Age and stage of life also seems to play a role in technology preferences. Comparatively-speaking, larger shares of younger consumers (18-34) found smart speakers, connected kitchens, smart toilets and automated cocktail makers more appealing. Conversely, for consumers aged 55 and over, smart doorbells, home security systems, and home battery packs ranked comparatively higher.
Parenting status led to a preference for entertainment technology for 2021 purchases. Parents of minor children placed a higher comparative weight on home theatre setups, TVs that slide from cabinets or ceilings, and smart speakers.

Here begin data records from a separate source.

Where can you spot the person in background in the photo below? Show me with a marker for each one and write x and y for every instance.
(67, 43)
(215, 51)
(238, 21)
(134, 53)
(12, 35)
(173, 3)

Remote workers want faster Internet connections
With 2020 seeing remote work become a mainstay of employment, technology played a crucial role in the transition. For people working from home, the top technology feature for a more effective environment was fast wi-fi network connection, followed by a dedicated workstation setup, with large monitors, high-definition camera, headset, adjustable keyboard and ergonomic chair. These features were even more important for younger respondents (18-34 group), and for parents of minor children.
Green and energy-efficient homes represent the future
Respondents were asked what type of a home represents the future, and provided five main options: “green and energy efficient,” “automated,” “adaptable,” “fortress of safety,” and “portable.” Each category featured specific smart home technologies. Based on responses, 35 per cent voted “green and energy efficient” as the top choice, with tech such as solar panels, water filtration, high quality insulation, and self-sustaining. The second choice, with 22 per cent of responses, was the “fortress of safety,” featuring fire-, wind-, water-, and all around climate-proof technologies. Coming in third place, the “automated” home is expected to be voice-controlled with on-demand responses and content. “Adaptable” and “portable” homes garnered 17 per cent of responses, combined.